Carolina Moreno, an editor for HuffPost Latino Voices, said the series may not have opened her up to God. But it made her wonder.

“It did change the way I think about how we view our lives and our world. How the things we take for reality can be illusions controlled by a higher power,” Moreno said. “So I think it just opened my mind to possibilities.”
Blade Runner
This 1982 film imagines a dystopian Los Angeles in 2019, where scientists have been able to create replicants, robotic beings that look just like humans. Since replicants are banned from Earth, a group of special policemen, called Blade Runners, are tasked with hunting down any who may have landed on the planet illegally.

Andy McDonald, comedy editor at HuffPost, said the movie asks the question, "What does it mean to be human?"

“If we can give thoughts, memories, and a sense of morality to robots, then wrap them in living tissue, to the extent that you would not know the difference, does that make a difference?” McDonald asked. “And if we are able to create that, the next question is, ‘What is god?’ Are human beings forever destined to continuously create or become their own god?”
When the Earth is troubled by a food crisis, the humans in "Interstellar "are sent on a space mission to search for other inhabitable planets.

Lauren Bell, a multimedia fellow at HuffPost, said the movie got her thinking that love could be a force in the universe that we haven’t discovered yet.

“Time, space, death, don't constrain it,” Bell said. “We could be drawn to a person for bigger reasons, just like that apple was drawn to Sir Isaac Newton's head.”

Here are a few lines from the movie:

Cooper: You're a scientist, Brand.
Brand: So listen to me when I say that love isn't something that we invented. It's... observable, powerful. It has to mean something.
Cooper: Love has meaning, yes. Social utility, social bonding, child rearing...
Brand: We love people who have died. Where's the social utility in that?
Cooper: None.
Brand: Maybe it means something more - something we can't yet understand. Maybe it's some evidence, some artifact of a higher dimension that we can't consciously perceive. I'm drawn across the universe to someone I haven't seen in a decade, who I know is probably dead. Love is the one thing we're capable of perceiving that transcends dimensions of time and space. Maybe we should trust that, even if we can't understand it.
This Disney-Pixar film stars a lovable trash-compacting robot whose only task on Earth is to clean up the heaps of garbage left after hundreds of years of environmental damage caused by humans. As a result of his capacity to love, WALL-E embarks on a space journey that will eventually decide whether humans, who are now living in space, can finally return home.

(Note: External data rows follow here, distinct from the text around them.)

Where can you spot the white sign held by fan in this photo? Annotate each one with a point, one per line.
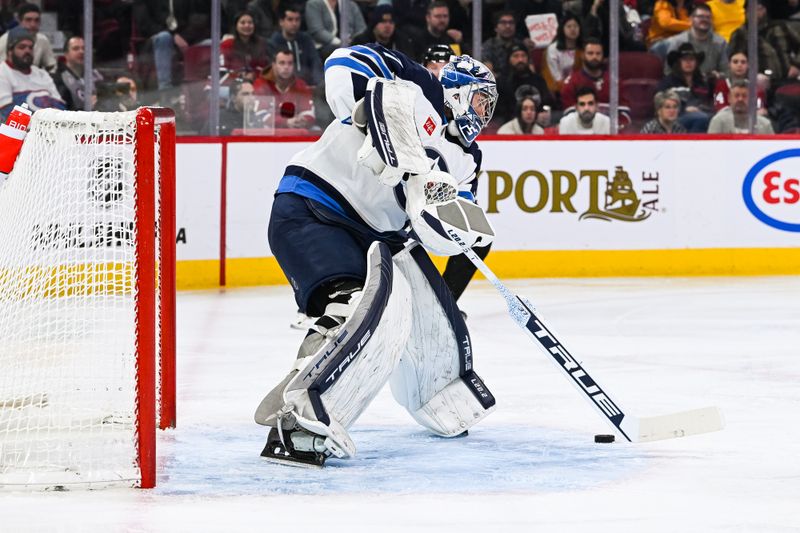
(542, 28)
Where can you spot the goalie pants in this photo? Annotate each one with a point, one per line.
(314, 244)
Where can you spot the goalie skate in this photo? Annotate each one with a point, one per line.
(300, 449)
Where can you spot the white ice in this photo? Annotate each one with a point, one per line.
(656, 344)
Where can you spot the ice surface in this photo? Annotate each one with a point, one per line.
(657, 345)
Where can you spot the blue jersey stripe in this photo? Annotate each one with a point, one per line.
(377, 58)
(468, 195)
(301, 187)
(349, 63)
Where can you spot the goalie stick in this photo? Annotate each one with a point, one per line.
(633, 428)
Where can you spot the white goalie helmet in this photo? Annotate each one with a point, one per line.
(470, 92)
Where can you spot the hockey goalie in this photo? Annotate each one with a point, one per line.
(353, 219)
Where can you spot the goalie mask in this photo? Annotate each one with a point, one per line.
(470, 92)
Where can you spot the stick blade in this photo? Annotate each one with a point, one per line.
(680, 424)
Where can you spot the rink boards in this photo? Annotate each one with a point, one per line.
(560, 207)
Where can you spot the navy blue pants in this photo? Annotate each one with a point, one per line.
(315, 245)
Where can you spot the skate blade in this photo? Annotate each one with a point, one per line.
(291, 462)
(275, 453)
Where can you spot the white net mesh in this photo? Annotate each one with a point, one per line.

Antonia Blumberg, associate editor of HuffPost Religion, said that the movie presents a “scary vision of what a super plugged-in, disconnected future could look like and all we would lose on the human side of things if we continue down this path.”
Orphan Black
The BBC America series "Orphan Black" tells the story of a young woman who discovers that she may be the product of a decades-long, undercover science experiment. The show raises plenty of ethical and moral questions about the limits of scientific inquiry. But it’s also about discovering your own identity and agency in a world where your destiny seems pre-ordained.

Mary McNamara, a television critic for the Los Angeles Times, puts it this way: “It's the rare person who does not experience in adulthood the shattering of some essential assumption, about the world, about identity, about the intentions of others. From the space between wreckage and rebuilding comes much of our great literature, music and art.”